They defined some graph based similarity function that utilizes common quasi-cliques between the complete
graph and entity graph. Another graph-based methodADANA was proposed by [25]. In this method, they
modeled pairwise graph of their factors (PFG) that can be used to integrate several types along with user
feedback to a unified model. A graph framework for author disambiguation (GFAD) that exploited only authors,
co-authors, and paper titles information was presented by [4] presented. They solved homonyms by splitting
graph nodes, synonyms by merging graph nodes and outliers by merging them to the syntactically closest graph
node. In [26], they used latent Dirichlet allocation for finding the resultant vector of authors all publications and
then a target paper is compared with the vectors of all the authors. It is assigned to that author who is closest to
this papers concepts.

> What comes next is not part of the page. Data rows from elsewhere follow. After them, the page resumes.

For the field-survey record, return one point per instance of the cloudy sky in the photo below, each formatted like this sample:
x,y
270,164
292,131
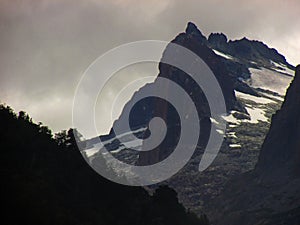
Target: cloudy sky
x,y
46,45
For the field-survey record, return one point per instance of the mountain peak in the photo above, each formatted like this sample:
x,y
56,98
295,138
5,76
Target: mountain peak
x,y
193,30
281,147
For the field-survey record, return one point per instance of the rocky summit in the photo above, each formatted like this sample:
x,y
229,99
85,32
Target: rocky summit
x,y
269,194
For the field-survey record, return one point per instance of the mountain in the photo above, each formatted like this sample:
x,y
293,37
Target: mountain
x,y
47,181
254,85
270,193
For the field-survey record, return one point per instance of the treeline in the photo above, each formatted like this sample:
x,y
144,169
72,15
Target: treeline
x,y
45,180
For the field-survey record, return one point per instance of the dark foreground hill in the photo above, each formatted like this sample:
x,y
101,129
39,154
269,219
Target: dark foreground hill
x,y
270,194
47,181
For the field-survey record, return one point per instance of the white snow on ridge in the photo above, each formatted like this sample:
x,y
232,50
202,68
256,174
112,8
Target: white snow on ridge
x,y
260,100
256,115
269,80
235,146
223,54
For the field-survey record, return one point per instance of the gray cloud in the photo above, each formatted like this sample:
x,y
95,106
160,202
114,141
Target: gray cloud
x,y
46,45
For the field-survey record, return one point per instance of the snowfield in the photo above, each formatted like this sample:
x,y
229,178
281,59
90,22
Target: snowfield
x,y
223,54
260,100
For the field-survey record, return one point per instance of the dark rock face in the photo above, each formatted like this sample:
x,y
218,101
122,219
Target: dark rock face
x,y
270,193
218,40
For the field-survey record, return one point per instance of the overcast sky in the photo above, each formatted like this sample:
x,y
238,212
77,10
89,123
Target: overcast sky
x,y
45,45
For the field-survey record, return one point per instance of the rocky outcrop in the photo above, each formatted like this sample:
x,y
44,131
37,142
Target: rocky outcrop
x,y
270,193
249,52
148,108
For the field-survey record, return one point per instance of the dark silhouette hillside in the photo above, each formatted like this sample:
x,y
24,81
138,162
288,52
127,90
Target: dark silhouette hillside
x,y
45,180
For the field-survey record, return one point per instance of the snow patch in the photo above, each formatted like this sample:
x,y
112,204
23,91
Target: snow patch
x,y
269,80
223,54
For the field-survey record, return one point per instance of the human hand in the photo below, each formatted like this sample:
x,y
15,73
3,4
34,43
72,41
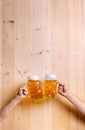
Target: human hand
x,y
62,90
23,92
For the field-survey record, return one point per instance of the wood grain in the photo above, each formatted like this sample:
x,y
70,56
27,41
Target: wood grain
x,y
41,37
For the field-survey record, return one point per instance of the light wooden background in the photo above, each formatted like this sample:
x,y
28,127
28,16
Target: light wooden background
x,y
39,37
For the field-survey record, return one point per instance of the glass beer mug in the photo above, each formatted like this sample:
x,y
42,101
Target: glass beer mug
x,y
35,88
50,86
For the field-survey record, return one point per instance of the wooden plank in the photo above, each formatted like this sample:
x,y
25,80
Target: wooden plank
x,y
0,57
40,37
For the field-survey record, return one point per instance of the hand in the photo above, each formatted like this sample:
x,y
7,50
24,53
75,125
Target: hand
x,y
62,90
23,92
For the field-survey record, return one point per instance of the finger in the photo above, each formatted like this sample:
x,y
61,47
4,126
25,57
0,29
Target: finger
x,y
25,92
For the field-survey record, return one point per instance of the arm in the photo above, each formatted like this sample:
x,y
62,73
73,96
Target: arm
x,y
80,105
22,93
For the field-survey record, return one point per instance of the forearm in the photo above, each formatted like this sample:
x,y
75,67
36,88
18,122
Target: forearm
x,y
77,102
9,107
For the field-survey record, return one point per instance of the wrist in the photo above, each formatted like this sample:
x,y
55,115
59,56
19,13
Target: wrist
x,y
68,94
18,98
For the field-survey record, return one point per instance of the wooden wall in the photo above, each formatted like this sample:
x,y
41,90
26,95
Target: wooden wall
x,y
39,37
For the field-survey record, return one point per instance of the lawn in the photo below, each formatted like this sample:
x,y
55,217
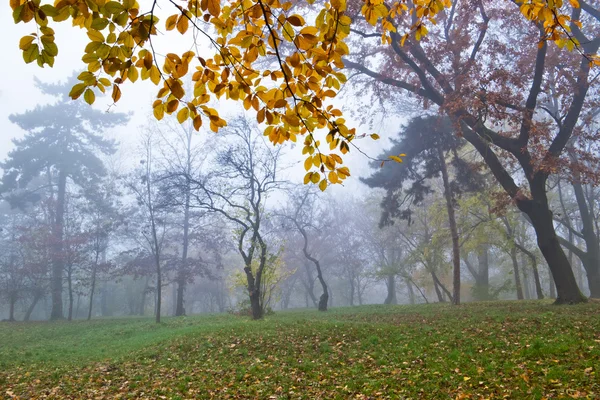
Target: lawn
x,y
514,350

This method fails in the case of two homonyms if they both are working in the similar
field.
Statement of the Problem
The issue of author name ambiguity has been solved by many author name disambiguation (AND) methods [4],
[5], [11], [16], [26][33]. In these studies, some good results are reported in terms of recall, accuracy, precision,
and F-measure. However, most of these methods neither address nor provide satisfactory solutions to the
following three problems:
Problem 1.
In many studies [1], [16], [34], [35] the first phase of AND is called blocking, in which similar
names are grouped together if their similarity is higher than some predefined threshold value. Majority of these
studies use predefined similarity measures such as cosine [4], [5], [7], [10], [12], [15][17], [25], [36], [37],
Jaccard [9], [10], [24], [35], longest common sub-sequence [4], [10] and Jaro-Winkler [9], [16], [35] for
blocking. These similarity measures produce high false positives.
Problem 2.
Many AND studies assume that ambiguous author can be disambiguated by knowing his/her
co-authors [4], [22][24], [38]; so, the author, co-author social circle characterize authors identity. However,
these studies[21], [38], even not address the case of sole authors [6] that is reported above 10% in Thompson
Reuters in the year 2012 by [41]. To the best of our knowledge, only [4] proposed an algorithm to handle these
type of authors by using title similarity. However, titles have limited words and cannot exactly portray the
research fields of authors.
Problem 3.
Supervised methods train different model for each ambiguous author, so these are not
scalable. Similarly, graph-based methods use cycles or paths enumeration between vertices so these are also not
scalable [4], [7], [19], [37], [42], [43]. Schloss Dagstuhl Leibniz-Zentrum fr Informatik GmbH announced a
project titled Scalable Author Disambiguation for Bibliographic Databases (2015-2018), in which scalability
is the main focus.
The above three problems all degrade the overall performance of AND techniques. There is a need to address
these issues so that the resulting system would be scalable, solve outliers and effective.
Research Methodology
In this section, an overview of proposed conceptual AND framework and its main components is provided that
are likely to be included. It is also important here to note that identified research problems in this synopsis can
be solved with several techniques/methods, but in proposed framework graph-based technique would be used. It
is learned from the literature review and initial implementation of some techniques that the solution of the AND
using graphs have many advantages over other methodologies such as it requires no labeled training data, no
complicated clustering, natural way of representation, and requires fewer attributes. The proposed GRAND
method is theoretically scalable, robust, and offers complete end to end name ambiguity solution.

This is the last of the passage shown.